Former City Manager Guy Santagate hired Merrill and later promoted her to head the city’s economic development office in 2010. He said she grew into the job and became very good at identifying projects that could be completed successfully.
“She was involved in every major project we did,” said Santagate, who was city manager for 15 years before retiring in 2016. “She was a very valuable person in terms of getting projects done. Nancy was well-known and well-liked and it is a real loss for the city. I don’t know how they will replace her.”
Merrill’s last day was Oct. 18. The city has not named her replacement.
She said she did not have a letter of resignation, but was ready for “a new challenge. Twenty years is a long time and I thought it was time," said Merrill, who was earning $94,400.
Merrill believes the city was able to work more effectively and efficiently with developers and others after Santagate decided to put planning, economic development and the building department in one location at the Visitors’ Center on North Street.
“We had everything right there and what we heard from businesses all the time is they loved the setup we had there because they could talk to the business side, planning and zoning and building (department),” Merrill said. “They were talking to the same group of people from beginning to end.”
Alex Ray, owner and founder of The Common Man Family of Restaurants, was a catalyst for much of what has taken place in, and around, the downtown, Merrill said.
At the time, several turn of the 20th century mill buildings along Water Street were being targeted for demolition. Merrill remembers Santagate saying, “we have to find a way to rehabilitate those buildings.”
Merrill turned to Ray for a request for proposal.
“It is hard to expect someone to invest when you can’t even get an appraisal on a building and banks see vacant buildings all around,” Merrill said. “It was real commitment on his (Ray’s) part and I think got the ball rolling.”
The Common Man Inn, which is also home to Red River Technology and the Common Man Restaurant, opened around 2009. The Peterson building, also on Water Street, was slated for condominiums but the building remained vacant until years later.
During the COVID-19 pandemic, Merrill met with developer Eric Chinburg, who bought the Peterson and constructed 83 market rate apartments called Monadnock Mills.

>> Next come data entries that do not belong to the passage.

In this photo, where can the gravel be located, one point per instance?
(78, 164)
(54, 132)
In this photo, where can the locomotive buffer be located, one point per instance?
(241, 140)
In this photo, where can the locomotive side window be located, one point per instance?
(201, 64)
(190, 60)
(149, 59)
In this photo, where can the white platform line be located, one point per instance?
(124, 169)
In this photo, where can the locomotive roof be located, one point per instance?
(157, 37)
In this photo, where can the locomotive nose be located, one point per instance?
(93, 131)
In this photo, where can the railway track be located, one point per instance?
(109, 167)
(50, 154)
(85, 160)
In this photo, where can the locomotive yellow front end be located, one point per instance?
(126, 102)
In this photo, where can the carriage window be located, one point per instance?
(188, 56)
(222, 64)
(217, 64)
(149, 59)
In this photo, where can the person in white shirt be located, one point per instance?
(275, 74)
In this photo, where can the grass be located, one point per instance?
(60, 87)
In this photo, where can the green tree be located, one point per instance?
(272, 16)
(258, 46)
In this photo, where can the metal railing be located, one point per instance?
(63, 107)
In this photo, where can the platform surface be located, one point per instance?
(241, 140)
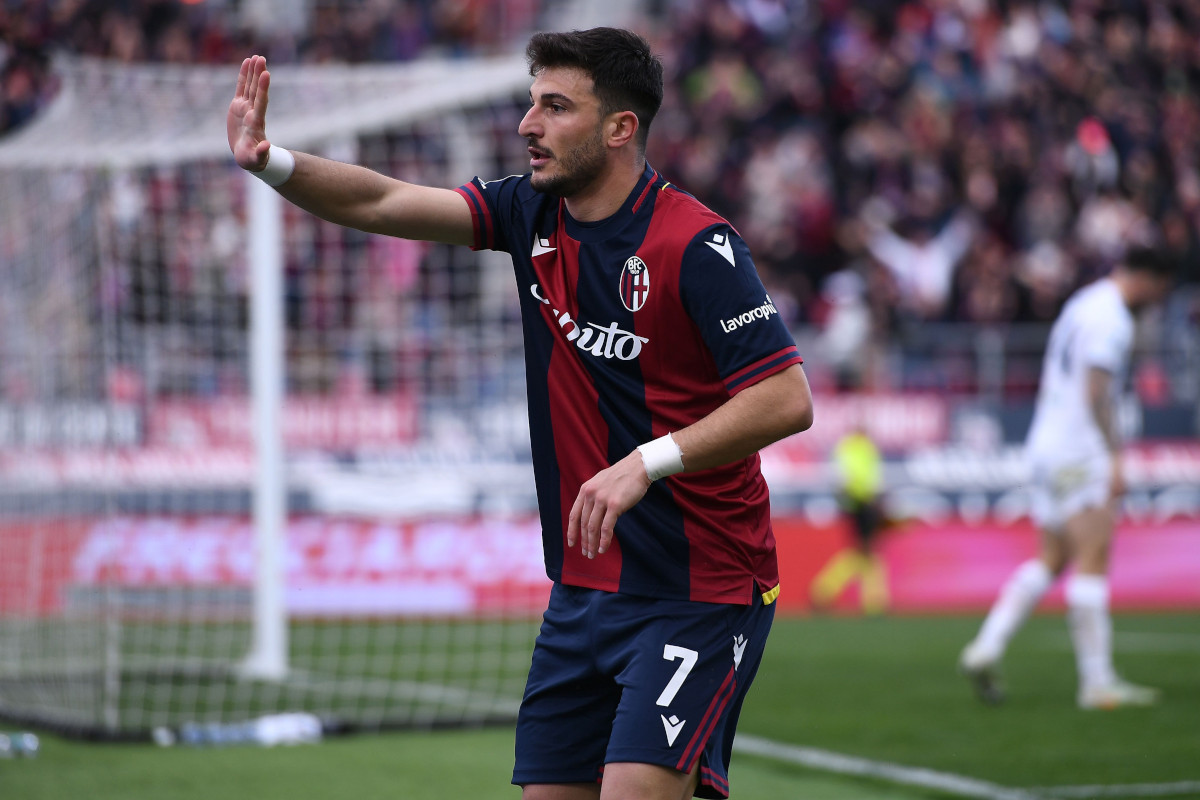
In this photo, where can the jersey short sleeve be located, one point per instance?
(1107, 341)
(492, 208)
(736, 317)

Merrill’s duties and responsibilities were wide ranging, from providing data, such as traffic counts, demographics, other retail locations in the city and local incomes, as she did with Runnings, now on Washington Street; to bringing together interested parties such as landlords, developers and small businesses.
Additionally, she was active in identifying and applying for grants and tax credits to help fund work on Opera House Square including the Farwell Block, Brown Block and the recently opened Claremont Creative Center, in a space that had been a restaurant before it closed 30 years ago.
Merrill said it was not hard to stay in Claremont for 20 years, a longevity that is uncommon among the city’s department heads.
“I stayed because I loved the work. I loved the people I worked with and the people in the community,” Merrill said. “It was great.”
Merrill has not decided what she will pursue next but was clear that she is moving on to new challenges.
“I still have another act,” she said.